姑娘说:“顶便宜的也要3毛一根。”说着,一只脚又踩在了车蹬上。
她拽住了姑娘的车把,恳求说自己在坡上把钱用尽了,还说自己已经一天没喝一滴水了。那可怜巴巴的样子,几乎要给姑娘下跪了。她求姑娘行行好,只当救人一命。
姑娘丝毫没有被她的可怜乞求所打动,说:“这冰糕批出来就两毛钱一根,又驮了这老远的路。”说着还是要走。
她死死拽住姑娘的车子哆哆嗦嗦地说:“闺女,你行行好,你行行好……”
“你要干啥?!”姑娘急了,大喝一声,她才丢开车子,手里的硬币也洒落在地上。
正在这时,从坡那边走过来一位年轻女子。那女子走到近前,掏出一张5元的票子,对卖冰靠的姑娘说:“来根好的。”
她呆呆的立在一旁,望着年轻女子把冰糕塞进嘴里。那女子咬了一口,才望望她:“大娘,您是咋了?”
她说:“我是太渴了,又钱不够。
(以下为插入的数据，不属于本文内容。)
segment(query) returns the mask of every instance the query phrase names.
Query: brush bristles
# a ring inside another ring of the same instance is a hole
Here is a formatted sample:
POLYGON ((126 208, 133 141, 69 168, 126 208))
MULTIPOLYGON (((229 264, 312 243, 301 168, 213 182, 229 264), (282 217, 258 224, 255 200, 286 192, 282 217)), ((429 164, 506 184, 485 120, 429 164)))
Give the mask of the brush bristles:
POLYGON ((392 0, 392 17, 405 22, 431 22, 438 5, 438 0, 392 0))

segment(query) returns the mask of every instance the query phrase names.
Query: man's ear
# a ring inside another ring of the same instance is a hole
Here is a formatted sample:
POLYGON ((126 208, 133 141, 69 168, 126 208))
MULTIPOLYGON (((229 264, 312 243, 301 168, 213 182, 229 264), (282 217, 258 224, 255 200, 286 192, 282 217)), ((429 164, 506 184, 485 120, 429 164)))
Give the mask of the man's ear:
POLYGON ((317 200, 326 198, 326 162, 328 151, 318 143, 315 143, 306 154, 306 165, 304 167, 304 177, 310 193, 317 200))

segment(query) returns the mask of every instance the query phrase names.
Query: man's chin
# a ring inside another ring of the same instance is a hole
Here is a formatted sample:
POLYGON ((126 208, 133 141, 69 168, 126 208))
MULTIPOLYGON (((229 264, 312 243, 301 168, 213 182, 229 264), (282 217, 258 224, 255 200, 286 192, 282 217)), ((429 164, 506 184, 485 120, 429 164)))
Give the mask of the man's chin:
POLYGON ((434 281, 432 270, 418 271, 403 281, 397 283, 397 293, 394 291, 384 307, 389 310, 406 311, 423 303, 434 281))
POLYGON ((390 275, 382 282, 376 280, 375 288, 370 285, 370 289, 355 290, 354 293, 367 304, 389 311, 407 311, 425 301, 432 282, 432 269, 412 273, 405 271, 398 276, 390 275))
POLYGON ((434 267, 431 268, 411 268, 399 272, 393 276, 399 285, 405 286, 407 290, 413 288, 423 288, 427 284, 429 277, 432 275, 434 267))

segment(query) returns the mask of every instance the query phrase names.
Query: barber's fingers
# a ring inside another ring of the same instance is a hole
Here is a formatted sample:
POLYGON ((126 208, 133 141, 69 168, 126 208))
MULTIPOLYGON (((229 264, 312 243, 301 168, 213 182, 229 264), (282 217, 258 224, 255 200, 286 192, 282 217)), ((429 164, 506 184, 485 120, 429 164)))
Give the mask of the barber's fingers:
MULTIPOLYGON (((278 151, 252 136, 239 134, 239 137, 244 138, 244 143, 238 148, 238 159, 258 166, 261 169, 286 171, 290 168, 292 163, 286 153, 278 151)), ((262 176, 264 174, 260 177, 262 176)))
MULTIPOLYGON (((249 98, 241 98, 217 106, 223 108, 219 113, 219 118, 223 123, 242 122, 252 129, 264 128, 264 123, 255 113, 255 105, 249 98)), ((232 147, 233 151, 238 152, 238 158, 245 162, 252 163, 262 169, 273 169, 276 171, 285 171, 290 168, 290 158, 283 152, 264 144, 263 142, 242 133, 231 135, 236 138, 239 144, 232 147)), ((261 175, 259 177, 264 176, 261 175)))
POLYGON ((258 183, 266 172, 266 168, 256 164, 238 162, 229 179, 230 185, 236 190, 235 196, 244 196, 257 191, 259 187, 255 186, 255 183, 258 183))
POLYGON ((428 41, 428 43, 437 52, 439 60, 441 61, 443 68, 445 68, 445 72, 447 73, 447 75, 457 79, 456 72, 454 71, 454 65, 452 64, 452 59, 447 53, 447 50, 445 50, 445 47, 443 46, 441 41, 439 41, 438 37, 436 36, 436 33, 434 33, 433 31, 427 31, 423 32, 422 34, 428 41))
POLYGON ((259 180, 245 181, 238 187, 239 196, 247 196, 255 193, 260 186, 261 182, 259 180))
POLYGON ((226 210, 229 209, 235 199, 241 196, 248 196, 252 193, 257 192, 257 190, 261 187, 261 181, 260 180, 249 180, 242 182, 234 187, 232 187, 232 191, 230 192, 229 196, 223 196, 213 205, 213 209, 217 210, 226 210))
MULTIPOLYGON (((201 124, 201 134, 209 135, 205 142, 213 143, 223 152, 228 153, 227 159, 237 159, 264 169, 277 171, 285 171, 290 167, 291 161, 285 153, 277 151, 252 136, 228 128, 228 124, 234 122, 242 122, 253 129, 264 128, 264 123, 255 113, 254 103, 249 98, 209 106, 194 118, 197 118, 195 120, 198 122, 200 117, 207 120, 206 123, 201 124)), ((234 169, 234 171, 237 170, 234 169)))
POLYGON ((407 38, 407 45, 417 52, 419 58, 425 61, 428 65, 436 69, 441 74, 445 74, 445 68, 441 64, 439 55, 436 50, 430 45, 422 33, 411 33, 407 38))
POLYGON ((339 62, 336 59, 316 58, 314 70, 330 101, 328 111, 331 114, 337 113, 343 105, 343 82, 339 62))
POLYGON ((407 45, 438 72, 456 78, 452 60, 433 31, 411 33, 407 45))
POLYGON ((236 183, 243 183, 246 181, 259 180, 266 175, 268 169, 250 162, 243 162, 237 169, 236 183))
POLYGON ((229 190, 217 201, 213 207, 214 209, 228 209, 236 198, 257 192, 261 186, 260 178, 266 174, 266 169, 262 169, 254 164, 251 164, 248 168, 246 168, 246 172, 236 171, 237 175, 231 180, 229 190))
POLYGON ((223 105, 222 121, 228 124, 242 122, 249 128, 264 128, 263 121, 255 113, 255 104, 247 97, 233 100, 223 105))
”她不知道该怎样解释刚才自己的举动。
那女子把找回手里的钱抽出两张递给卖冰糕的姑娘,说:“再来两根。”然后接过来递给她。
她的手颤抖着,望着那女子要跪下了。那女子慌忙扶住了,把两只冰糕递到她满是灰尘的手上,然后迈着轻快的步子朝前走了。
她望着那女子的背影,嘴里说:“好人,好人哩”然后把冰糕塞进嘴里,贪婪地吸着、吸着。几口之后,她忽然觉着,这个女子,有点像老母殿里老母座旁的麦花仙姑,稍长的脸蛋,细细的眉,大大的眼睛,又是从坡那边轻飘飘地走来……。她在心里说:“说不准真是哩,午头里在老母殿里,我投下一张5元票哩。我的难处,老母都知道着哩。”她兴奋地念叨着:“明借暗还,还真是哩,还真是哩。”(完)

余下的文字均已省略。